Na torze w Lagoa de Freitas wiał porywisty wiatr i po 500 metrach tworzyła się wysoka fala boczna, najgorszy przeciwnik wioślarza. Łódki są sztywne i długie, niełatwo nimi sterować za tylko za pomocą wioseł. Fala podbija wiosła, jeśli są prowadzone nad powierzchnią zbyt nisko, Taki przypadek zdarzył się dwa wyścigi przed polskim - serbska dwójka bez, czyli taka, w której wioślarz ma tylko jedno wiosło, przewróciła się po 1500 metrów.
Magda i Natalia Madaj postanowiły osiągnąć przewagę w cichszej części toru i utrzymać ją do końca. - Przelała się przeze mnie woda, była to kąpiel morska, bo tu woda jest słona - mówiła Magda, która przy tych warunkach może dodatkowo obawiać się o kręgosłup.
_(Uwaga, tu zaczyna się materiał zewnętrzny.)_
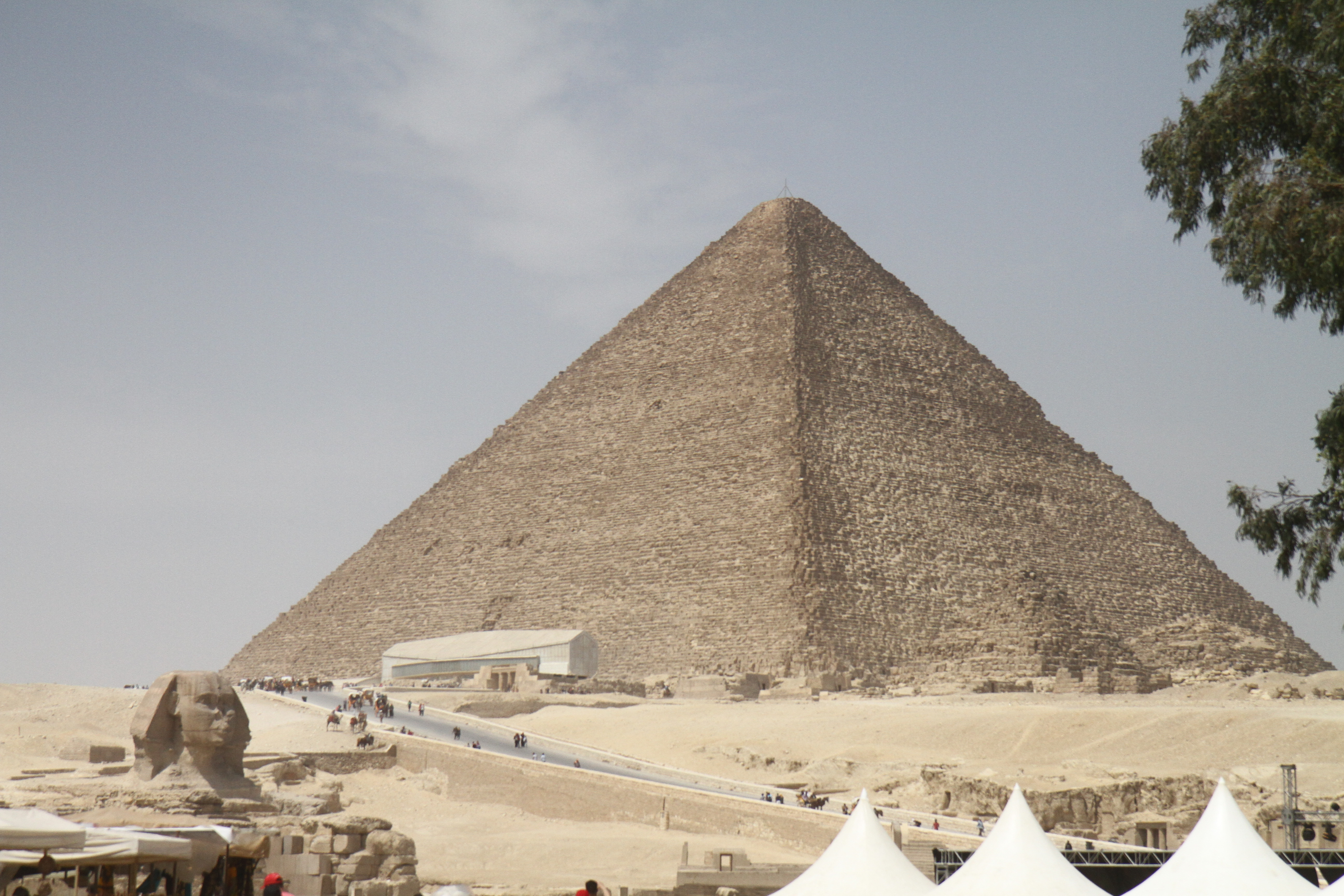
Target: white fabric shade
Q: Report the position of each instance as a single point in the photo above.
(1224, 856)
(1018, 860)
(37, 829)
(863, 860)
(109, 847)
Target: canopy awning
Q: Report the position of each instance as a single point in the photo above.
(37, 829)
(863, 860)
(109, 847)
(1018, 860)
(1224, 856)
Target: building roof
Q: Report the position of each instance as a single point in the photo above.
(482, 644)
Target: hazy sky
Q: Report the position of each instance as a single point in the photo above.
(268, 269)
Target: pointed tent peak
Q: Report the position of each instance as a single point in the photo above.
(1225, 856)
(862, 859)
(1018, 860)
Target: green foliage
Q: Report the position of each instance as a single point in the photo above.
(1304, 527)
(1260, 159)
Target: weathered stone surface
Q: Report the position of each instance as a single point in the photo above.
(288, 772)
(191, 730)
(397, 866)
(389, 843)
(359, 866)
(350, 824)
(81, 750)
(786, 463)
(347, 844)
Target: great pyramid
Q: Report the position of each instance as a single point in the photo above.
(786, 463)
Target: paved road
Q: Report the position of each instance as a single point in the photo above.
(492, 739)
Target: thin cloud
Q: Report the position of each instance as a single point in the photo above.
(537, 136)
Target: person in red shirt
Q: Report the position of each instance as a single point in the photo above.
(275, 886)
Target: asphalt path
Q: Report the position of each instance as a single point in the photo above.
(492, 739)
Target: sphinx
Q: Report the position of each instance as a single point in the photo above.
(191, 730)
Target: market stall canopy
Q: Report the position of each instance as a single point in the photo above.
(1224, 856)
(37, 829)
(862, 859)
(109, 847)
(207, 843)
(1018, 860)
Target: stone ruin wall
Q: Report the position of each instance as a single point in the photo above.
(786, 463)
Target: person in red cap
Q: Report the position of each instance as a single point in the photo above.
(275, 886)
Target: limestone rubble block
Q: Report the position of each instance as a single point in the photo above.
(347, 844)
(191, 731)
(802, 437)
(361, 866)
(349, 824)
(81, 750)
(389, 843)
(397, 866)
Tak bardzo cierpiał podczas ostatnich igrzysk w Londynie. - Na razie nie ma problemu.
W łódkę uderzały fale, wdzierając się do środka i zwiększając ciężar o około połowę. Łódka przed startem ważyła 27,3 kg, po wylaniu wody 28,5 kg. - Myślę, że w trakcie wyścigu na każdą dodatkowo przypadło około 5 litrów wody.
- Normalnie, w trakcie wyścigu jest hasło "Żuraw" i mocniej pracujemy. Tu było tempo o cztery uderzania na minutę mniejsze, ale stwierdziłyśmy, że będziemy płynąć do końca tak samo, aby uniknąć jakiegoś dramatu - powiedziała Magda, i w ogóle nie chciała wyjaśnić, skąd wzięła się dziwne nazwa wezwania do przyspieszenia. Żuraw?
Ponieważ fala i wiatr były boczne, trudno było utrzymać osadę w torze. Natalia musiała krzyczeć: "Prawa, prawa, tylko prawa" i łódka skręcała w lewo. Po wyścigu słychać było w jej głosie, że krzyczała.
We wtorek półfinały. - Dałyśmy sobie radę teraz, damy w półfinale. Przyjechałyśmy tutaj po to, aby popłynąć trzy najważniejsze biegi życia.
W czwartek finał czwórki, która w swoim biegu przegrała tylko z Australią.